With both his subsequent films, “All the Real Girls” and “Undertow,” Mr. Green has retained just enough of that idiosyncrasy to keep the promise of “George Washington” alive in the minds of his critical admirers. But these movies have also felt uneasily caught between his poetic, nonconforming impulses and the requirements of sustaining a career as a midlevel, specialty-division auteur. Each one is less special than the one before.
Mr. O’Nan’s book, humorless though it may be, nonetheless derives some power and authenticity from a precise sense of geography, class and time. (It is set in 1974.) Mr. Green’s film, in contrast, unfolds in no recognizable period, place or social milieu. Its characters seem unconnected to one another, so that their supposedly entwined fates add up to little more than a welter of bad news and a scattering of small comforts.

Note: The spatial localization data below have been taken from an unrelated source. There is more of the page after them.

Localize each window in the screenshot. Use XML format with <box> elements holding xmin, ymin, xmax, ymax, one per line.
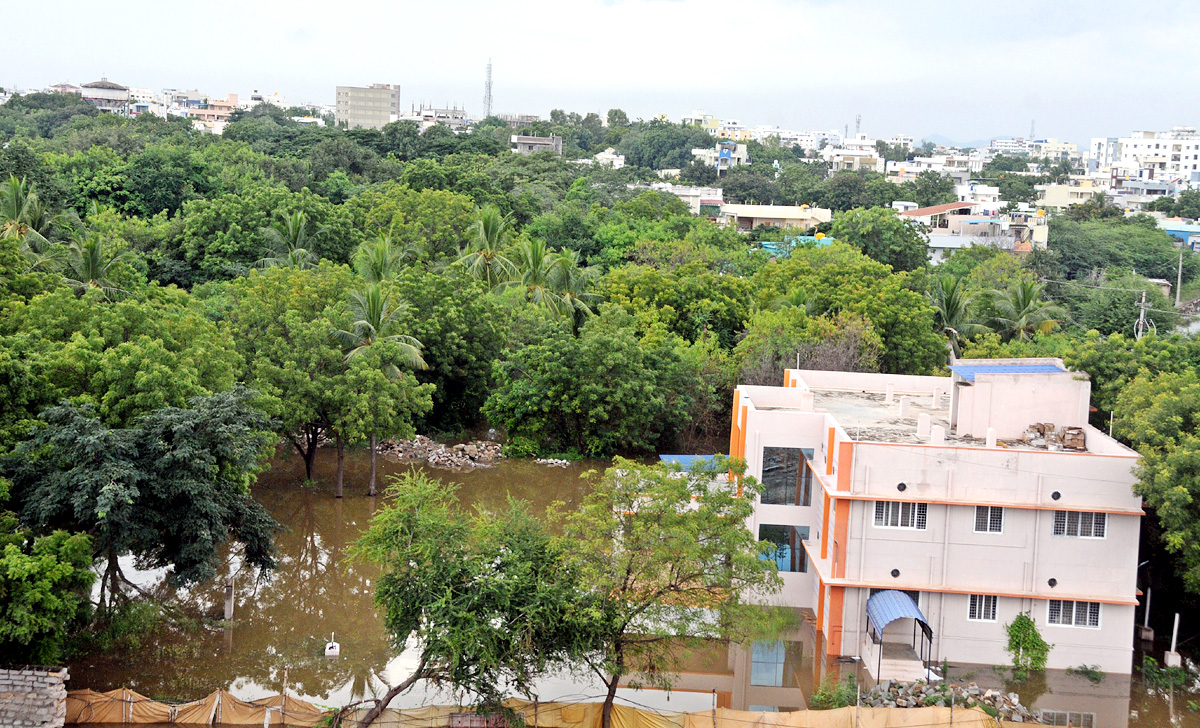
<box><xmin>974</xmin><ymin>506</ymin><xmax>1004</xmax><ymax>533</ymax></box>
<box><xmin>968</xmin><ymin>594</ymin><xmax>997</xmax><ymax>621</ymax></box>
<box><xmin>874</xmin><ymin>501</ymin><xmax>928</xmax><ymax>530</ymax></box>
<box><xmin>1052</xmin><ymin>511</ymin><xmax>1107</xmax><ymax>538</ymax></box>
<box><xmin>759</xmin><ymin>525</ymin><xmax>809</xmax><ymax>573</ymax></box>
<box><xmin>1039</xmin><ymin>711</ymin><xmax>1095</xmax><ymax>728</ymax></box>
<box><xmin>761</xmin><ymin>447</ymin><xmax>814</xmax><ymax>506</ymax></box>
<box><xmin>749</xmin><ymin>640</ymin><xmax>803</xmax><ymax>687</ymax></box>
<box><xmin>1048</xmin><ymin>599</ymin><xmax>1101</xmax><ymax>628</ymax></box>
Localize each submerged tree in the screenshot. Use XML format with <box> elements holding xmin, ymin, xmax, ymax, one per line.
<box><xmin>552</xmin><ymin>457</ymin><xmax>787</xmax><ymax>728</ymax></box>
<box><xmin>3</xmin><ymin>387</ymin><xmax>280</xmax><ymax>602</ymax></box>
<box><xmin>349</xmin><ymin>470</ymin><xmax>597</xmax><ymax>728</ymax></box>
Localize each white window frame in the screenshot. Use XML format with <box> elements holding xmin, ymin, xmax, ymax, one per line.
<box><xmin>1047</xmin><ymin>599</ymin><xmax>1102</xmax><ymax>629</ymax></box>
<box><xmin>1052</xmin><ymin>510</ymin><xmax>1107</xmax><ymax>539</ymax></box>
<box><xmin>974</xmin><ymin>505</ymin><xmax>1004</xmax><ymax>534</ymax></box>
<box><xmin>873</xmin><ymin>501</ymin><xmax>928</xmax><ymax>530</ymax></box>
<box><xmin>968</xmin><ymin>594</ymin><xmax>998</xmax><ymax>622</ymax></box>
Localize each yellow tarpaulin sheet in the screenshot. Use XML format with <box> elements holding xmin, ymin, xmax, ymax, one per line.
<box><xmin>66</xmin><ymin>690</ymin><xmax>1001</xmax><ymax>728</ymax></box>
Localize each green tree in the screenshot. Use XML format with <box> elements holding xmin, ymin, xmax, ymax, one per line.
<box><xmin>331</xmin><ymin>283</ymin><xmax>429</xmax><ymax>496</ymax></box>
<box><xmin>898</xmin><ymin>170</ymin><xmax>956</xmax><ymax>208</ymax></box>
<box><xmin>0</xmin><ymin>478</ymin><xmax>94</xmax><ymax>665</ymax></box>
<box><xmin>255</xmin><ymin>209</ymin><xmax>322</xmax><ymax>270</ymax></box>
<box><xmin>4</xmin><ymin>388</ymin><xmax>280</xmax><ymax>598</ymax></box>
<box><xmin>830</xmin><ymin>207</ymin><xmax>929</xmax><ymax>272</ymax></box>
<box><xmin>552</xmin><ymin>457</ymin><xmax>785</xmax><ymax>728</ymax></box>
<box><xmin>349</xmin><ymin>470</ymin><xmax>596</xmax><ymax>727</ymax></box>
<box><xmin>457</xmin><ymin>204</ymin><xmax>515</xmax><ymax>290</ymax></box>
<box><xmin>1116</xmin><ymin>369</ymin><xmax>1200</xmax><ymax>592</ymax></box>
<box><xmin>988</xmin><ymin>280</ymin><xmax>1066</xmax><ymax>341</ymax></box>
<box><xmin>733</xmin><ymin>309</ymin><xmax>883</xmax><ymax>385</ymax></box>
<box><xmin>928</xmin><ymin>275</ymin><xmax>989</xmax><ymax>357</ymax></box>
<box><xmin>352</xmin><ymin>234</ymin><xmax>415</xmax><ymax>283</ymax></box>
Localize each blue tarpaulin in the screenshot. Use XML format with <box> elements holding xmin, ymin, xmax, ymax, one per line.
<box><xmin>659</xmin><ymin>454</ymin><xmax>716</xmax><ymax>471</ymax></box>
<box><xmin>948</xmin><ymin>363</ymin><xmax>1065</xmax><ymax>382</ymax></box>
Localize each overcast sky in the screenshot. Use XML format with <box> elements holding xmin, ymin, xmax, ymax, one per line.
<box><xmin>5</xmin><ymin>0</ymin><xmax>1199</xmax><ymax>145</ymax></box>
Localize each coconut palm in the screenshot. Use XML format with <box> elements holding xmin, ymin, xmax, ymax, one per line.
<box><xmin>928</xmin><ymin>275</ymin><xmax>989</xmax><ymax>356</ymax></box>
<box><xmin>768</xmin><ymin>287</ymin><xmax>821</xmax><ymax>315</ymax></box>
<box><xmin>1</xmin><ymin>175</ymin><xmax>74</xmax><ymax>270</ymax></box>
<box><xmin>552</xmin><ymin>248</ymin><xmax>602</xmax><ymax>328</ymax></box>
<box><xmin>457</xmin><ymin>204</ymin><xmax>515</xmax><ymax>290</ymax></box>
<box><xmin>60</xmin><ymin>230</ymin><xmax>135</xmax><ymax>298</ymax></box>
<box><xmin>505</xmin><ymin>237</ymin><xmax>573</xmax><ymax>312</ymax></box>
<box><xmin>988</xmin><ymin>280</ymin><xmax>1066</xmax><ymax>342</ymax></box>
<box><xmin>352</xmin><ymin>234</ymin><xmax>416</xmax><ymax>283</ymax></box>
<box><xmin>256</xmin><ymin>210</ymin><xmax>322</xmax><ymax>270</ymax></box>
<box><xmin>331</xmin><ymin>283</ymin><xmax>427</xmax><ymax>496</ymax></box>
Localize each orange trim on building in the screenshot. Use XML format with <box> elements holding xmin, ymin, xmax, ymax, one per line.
<box><xmin>825</xmin><ymin>587</ymin><xmax>845</xmax><ymax>656</ymax></box>
<box><xmin>825</xmin><ymin>428</ymin><xmax>836</xmax><ymax>476</ymax></box>
<box><xmin>784</xmin><ymin>371</ymin><xmax>791</xmax><ymax>387</ymax></box>
<box><xmin>833</xmin><ymin>502</ymin><xmax>850</xmax><ymax>579</ymax></box>
<box><xmin>820</xmin><ymin>492</ymin><xmax>831</xmax><ymax>560</ymax></box>
<box><xmin>815</xmin><ymin>577</ymin><xmax>826</xmax><ymax>632</ymax></box>
<box><xmin>836</xmin><ymin>441</ymin><xmax>853</xmax><ymax>492</ymax></box>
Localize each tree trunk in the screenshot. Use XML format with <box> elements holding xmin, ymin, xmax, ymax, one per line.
<box><xmin>368</xmin><ymin>434</ymin><xmax>378</xmax><ymax>496</ymax></box>
<box><xmin>601</xmin><ymin>674</ymin><xmax>620</xmax><ymax>728</ymax></box>
<box><xmin>355</xmin><ymin>664</ymin><xmax>427</xmax><ymax>728</ymax></box>
<box><xmin>335</xmin><ymin>434</ymin><xmax>345</xmax><ymax>498</ymax></box>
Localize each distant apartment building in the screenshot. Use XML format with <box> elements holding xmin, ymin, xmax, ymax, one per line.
<box><xmin>887</xmin><ymin>134</ymin><xmax>914</xmax><ymax>150</ymax></box>
<box><xmin>990</xmin><ymin>137</ymin><xmax>1029</xmax><ymax>155</ymax></box>
<box><xmin>510</xmin><ymin>134</ymin><xmax>562</xmax><ymax>155</ymax></box>
<box><xmin>681</xmin><ymin>110</ymin><xmax>720</xmax><ymax>135</ymax></box>
<box><xmin>593</xmin><ymin>147</ymin><xmax>625</xmax><ymax>169</ymax></box>
<box><xmin>823</xmin><ymin>148</ymin><xmax>883</xmax><ymax>174</ymax></box>
<box><xmin>497</xmin><ymin>113</ymin><xmax>541</xmax><ymax>128</ymax></box>
<box><xmin>398</xmin><ymin>104</ymin><xmax>469</xmax><ymax>132</ymax></box>
<box><xmin>48</xmin><ymin>82</ymin><xmax>82</xmax><ymax>96</ymax></box>
<box><xmin>1035</xmin><ymin>179</ymin><xmax>1106</xmax><ymax>212</ymax></box>
<box><xmin>80</xmin><ymin>78</ymin><xmax>129</xmax><ymax>113</ymax></box>
<box><xmin>885</xmin><ymin>156</ymin><xmax>979</xmax><ymax>185</ymax></box>
<box><xmin>187</xmin><ymin>93</ymin><xmax>239</xmax><ymax>125</ymax></box>
<box><xmin>631</xmin><ymin>183</ymin><xmax>723</xmax><ymax>216</ymax></box>
<box><xmin>242</xmin><ymin>89</ymin><xmax>289</xmax><ymax>109</ymax></box>
<box><xmin>693</xmin><ymin>141</ymin><xmax>749</xmax><ymax>175</ymax></box>
<box><xmin>1027</xmin><ymin>137</ymin><xmax>1079</xmax><ymax>161</ymax></box>
<box><xmin>954</xmin><ymin>182</ymin><xmax>1001</xmax><ymax>206</ymax></box>
<box><xmin>335</xmin><ymin>83</ymin><xmax>400</xmax><ymax>130</ymax></box>
<box><xmin>732</xmin><ymin>360</ymin><xmax>1143</xmax><ymax>680</ymax></box>
<box><xmin>1105</xmin><ymin>127</ymin><xmax>1200</xmax><ymax>186</ymax></box>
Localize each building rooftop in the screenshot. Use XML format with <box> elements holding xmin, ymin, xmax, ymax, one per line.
<box><xmin>947</xmin><ymin>363</ymin><xmax>1065</xmax><ymax>381</ymax></box>
<box><xmin>898</xmin><ymin>202</ymin><xmax>980</xmax><ymax>217</ymax></box>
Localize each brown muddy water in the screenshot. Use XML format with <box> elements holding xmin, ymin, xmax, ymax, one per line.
<box><xmin>67</xmin><ymin>447</ymin><xmax>1198</xmax><ymax>727</ymax></box>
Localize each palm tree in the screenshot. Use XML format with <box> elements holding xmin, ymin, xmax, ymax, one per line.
<box><xmin>256</xmin><ymin>210</ymin><xmax>322</xmax><ymax>270</ymax></box>
<box><xmin>928</xmin><ymin>275</ymin><xmax>989</xmax><ymax>357</ymax></box>
<box><xmin>0</xmin><ymin>175</ymin><xmax>73</xmax><ymax>270</ymax></box>
<box><xmin>988</xmin><ymin>280</ymin><xmax>1066</xmax><ymax>342</ymax></box>
<box><xmin>505</xmin><ymin>237</ymin><xmax>573</xmax><ymax>312</ymax></box>
<box><xmin>457</xmin><ymin>204</ymin><xmax>515</xmax><ymax>290</ymax></box>
<box><xmin>552</xmin><ymin>248</ymin><xmax>602</xmax><ymax>329</ymax></box>
<box><xmin>60</xmin><ymin>229</ymin><xmax>135</xmax><ymax>298</ymax></box>
<box><xmin>768</xmin><ymin>287</ymin><xmax>821</xmax><ymax>315</ymax></box>
<box><xmin>331</xmin><ymin>283</ymin><xmax>427</xmax><ymax>497</ymax></box>
<box><xmin>352</xmin><ymin>234</ymin><xmax>416</xmax><ymax>283</ymax></box>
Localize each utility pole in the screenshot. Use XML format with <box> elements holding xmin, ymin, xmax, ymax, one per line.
<box><xmin>1135</xmin><ymin>290</ymin><xmax>1149</xmax><ymax>340</ymax></box>
<box><xmin>1177</xmin><ymin>247</ymin><xmax>1184</xmax><ymax>307</ymax></box>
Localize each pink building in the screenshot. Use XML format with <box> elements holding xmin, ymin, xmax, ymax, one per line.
<box><xmin>730</xmin><ymin>359</ymin><xmax>1142</xmax><ymax>680</ymax></box>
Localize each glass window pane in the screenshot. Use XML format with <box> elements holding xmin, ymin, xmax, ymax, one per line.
<box><xmin>1053</xmin><ymin>511</ymin><xmax>1066</xmax><ymax>535</ymax></box>
<box><xmin>1094</xmin><ymin>513</ymin><xmax>1106</xmax><ymax>538</ymax></box>
<box><xmin>975</xmin><ymin>506</ymin><xmax>988</xmax><ymax>532</ymax></box>
<box><xmin>761</xmin><ymin>447</ymin><xmax>801</xmax><ymax>505</ymax></box>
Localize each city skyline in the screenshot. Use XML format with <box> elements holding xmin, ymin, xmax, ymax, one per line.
<box><xmin>7</xmin><ymin>0</ymin><xmax>1200</xmax><ymax>145</ymax></box>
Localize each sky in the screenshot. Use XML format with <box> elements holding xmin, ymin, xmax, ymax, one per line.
<box><xmin>6</xmin><ymin>0</ymin><xmax>1200</xmax><ymax>145</ymax></box>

For a film full of murder, jealousy and fatalism, “Snow Angels” feels curiously small and anecdotal, and its impact diminishes as it nears its terrible conclusion. Those gunshots at the start portend at least one violent and gruesome death. By the time that happens, though, the movie has already expired — slowly, quietly and, given the talents behind it, painfully.
“Snow Angels” is rated R (Under 17 requires accompanying parent or adult guardian). It has sex, drunkenness, swearing and murder.
SNOW ANGELS
Opens on Friday in Manhattan.
Directed by David Gordon Green; written by Mr. Green, based on the novel by Stewart O’Nan; director of photography, Tim Orr; edited by William Anderson; music by David Wingo and Jeff McIlwain; production designer, Richard Wright; produced by Dan Lindau, Paul Miller, Lisa Muskat and Cami Taylor; released by Warner Independent Pictures. Running time: 1 hour 46 minutes.
WITH: Kate Beckinsale (Annie Marchand), Sam Rockwell (Glenn Marchand), Michael Angarano (Arthur Parkinson), Jeannetta Arnette (Louise Parkinson), Griffin Dunne (Don Parkinson), Nicky Katt (Nate Petite), Tom Noonan (Mr. Chervenick), Connor Paolo (Warren Hardesky), Amy Sedaris (Barb Petite), Olivia Thirlby (Lila Raybern) and Grace Hudson (Tara Marchand).